In Reluctant Bedfellows, for example, authors Meredith Ralston and Edna Keeble speak with numerous women in the Phillipines who were forced to work as prostitutes. Ralston and Keeble follow the history of prostitution in former military outpost Angeles City, the women and foreign men who live by the trade and the varied organizations attempting to deal with prostitution.

In the news today is also a story told by a 33-year-old Saudi woman named Manal al-Sharif who was taught at a young age in school that listening to music was sinful, along with driving, showing your face in public and not being escorted by a male guardian.

She has made global attention due to a Youtube video of her challenging the human rights community and the Saudi government by driving a car without permission and showing her face.

"All I did was ask for rights. I didn't attack anyone. I didn't harass anyone. I didn't oppose the system or the country or the authority. All I said is, 'Why can't I drive?' "


Police detained her for nine days without any charges. She wanted this to be the first step among human rights for women in the Middle East and encourages women to defy the banned laws against them.

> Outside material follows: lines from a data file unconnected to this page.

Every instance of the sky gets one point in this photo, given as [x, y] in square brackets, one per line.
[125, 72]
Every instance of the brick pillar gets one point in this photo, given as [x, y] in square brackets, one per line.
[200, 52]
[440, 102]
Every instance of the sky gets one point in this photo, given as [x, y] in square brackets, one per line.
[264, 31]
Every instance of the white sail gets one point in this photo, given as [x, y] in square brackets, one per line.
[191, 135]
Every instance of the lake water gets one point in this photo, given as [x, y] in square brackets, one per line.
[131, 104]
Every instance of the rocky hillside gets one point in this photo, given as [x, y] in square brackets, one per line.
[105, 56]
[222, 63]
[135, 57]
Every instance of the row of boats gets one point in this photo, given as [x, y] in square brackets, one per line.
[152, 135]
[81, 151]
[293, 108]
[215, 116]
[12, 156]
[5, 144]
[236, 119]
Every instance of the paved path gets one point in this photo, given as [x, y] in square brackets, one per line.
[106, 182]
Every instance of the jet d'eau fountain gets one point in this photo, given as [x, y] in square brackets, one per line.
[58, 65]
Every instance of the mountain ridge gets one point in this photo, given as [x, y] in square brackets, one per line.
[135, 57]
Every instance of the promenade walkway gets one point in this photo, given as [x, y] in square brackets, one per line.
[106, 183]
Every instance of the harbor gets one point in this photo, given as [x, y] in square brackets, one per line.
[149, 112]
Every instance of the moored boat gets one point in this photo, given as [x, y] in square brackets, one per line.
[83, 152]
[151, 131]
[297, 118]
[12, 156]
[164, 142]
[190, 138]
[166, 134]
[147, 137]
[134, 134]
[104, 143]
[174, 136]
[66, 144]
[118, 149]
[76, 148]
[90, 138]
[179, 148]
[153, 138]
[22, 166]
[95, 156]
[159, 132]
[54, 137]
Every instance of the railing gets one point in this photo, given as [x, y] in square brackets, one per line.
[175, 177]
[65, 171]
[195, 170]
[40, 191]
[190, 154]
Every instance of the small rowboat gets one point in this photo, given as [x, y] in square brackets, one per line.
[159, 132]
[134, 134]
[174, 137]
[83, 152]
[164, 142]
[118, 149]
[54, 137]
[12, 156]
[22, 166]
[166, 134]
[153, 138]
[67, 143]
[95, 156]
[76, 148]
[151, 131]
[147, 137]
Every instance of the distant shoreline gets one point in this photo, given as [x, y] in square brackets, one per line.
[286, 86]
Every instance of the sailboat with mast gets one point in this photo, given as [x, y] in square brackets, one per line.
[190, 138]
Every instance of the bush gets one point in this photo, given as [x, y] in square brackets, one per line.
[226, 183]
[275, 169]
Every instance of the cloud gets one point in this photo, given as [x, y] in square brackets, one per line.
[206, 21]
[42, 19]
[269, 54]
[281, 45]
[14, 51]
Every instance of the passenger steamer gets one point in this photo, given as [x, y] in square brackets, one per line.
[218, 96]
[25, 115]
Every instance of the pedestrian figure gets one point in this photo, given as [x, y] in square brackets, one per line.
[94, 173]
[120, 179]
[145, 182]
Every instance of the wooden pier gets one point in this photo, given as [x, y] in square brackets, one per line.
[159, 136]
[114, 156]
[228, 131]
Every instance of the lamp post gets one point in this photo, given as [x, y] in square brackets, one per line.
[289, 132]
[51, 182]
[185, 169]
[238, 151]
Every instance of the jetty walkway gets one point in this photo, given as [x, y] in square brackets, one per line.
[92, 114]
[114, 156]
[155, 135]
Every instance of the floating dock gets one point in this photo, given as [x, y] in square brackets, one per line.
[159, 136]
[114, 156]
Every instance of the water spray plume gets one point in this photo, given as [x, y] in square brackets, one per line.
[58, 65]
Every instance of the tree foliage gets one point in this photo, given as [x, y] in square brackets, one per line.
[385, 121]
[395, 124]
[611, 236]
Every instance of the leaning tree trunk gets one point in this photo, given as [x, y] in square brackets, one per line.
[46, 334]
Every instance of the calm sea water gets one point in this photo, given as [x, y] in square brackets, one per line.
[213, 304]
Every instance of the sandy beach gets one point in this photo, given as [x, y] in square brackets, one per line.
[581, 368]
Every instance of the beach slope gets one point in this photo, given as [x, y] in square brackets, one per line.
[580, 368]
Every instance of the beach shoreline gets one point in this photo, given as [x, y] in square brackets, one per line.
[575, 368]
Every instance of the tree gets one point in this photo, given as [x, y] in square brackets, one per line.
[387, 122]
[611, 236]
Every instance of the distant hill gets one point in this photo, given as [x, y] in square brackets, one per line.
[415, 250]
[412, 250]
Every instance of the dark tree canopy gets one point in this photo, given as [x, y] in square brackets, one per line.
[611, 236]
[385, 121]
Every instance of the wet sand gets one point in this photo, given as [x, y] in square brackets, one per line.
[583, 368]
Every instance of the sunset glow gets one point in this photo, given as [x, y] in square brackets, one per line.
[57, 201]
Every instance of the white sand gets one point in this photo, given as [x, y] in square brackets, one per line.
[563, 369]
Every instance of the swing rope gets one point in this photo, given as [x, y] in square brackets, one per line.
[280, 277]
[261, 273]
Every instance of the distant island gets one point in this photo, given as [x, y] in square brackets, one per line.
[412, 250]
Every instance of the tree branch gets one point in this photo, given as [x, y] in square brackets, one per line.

"But the campaign isn't really about driving, she said. Driving, in one sense, is a stand-in for other issues. Women in Saudi Arabia won't be allowed to vote or hold public office until 2015. They can't get married, leave the country, go to school or open bank accounts without permission from a male guardian, who usually is the father or husband. Much of public life is segregated by gender." (CNN)

The divorced woman of a six-year-old has started a driving campaign called Women2Drive, offering more than just guidance for women and encouragement to drive. The group is encouraging Saudi women to go out and drive on June 17th, but the cause is more about human rights than the drive. Because of the uproar in the country, however, al-Sharif will not be participating in the drive.

"That would endanger my family, not only me."

She knows that change will not occur in Saudi Arabia overnight, but is hopeful that women will stand up for themselves, as she did when she lost her job last month in order to speak at the Human Rights Conference in Norway. She encourages women to take the right steps to a better future for themselves.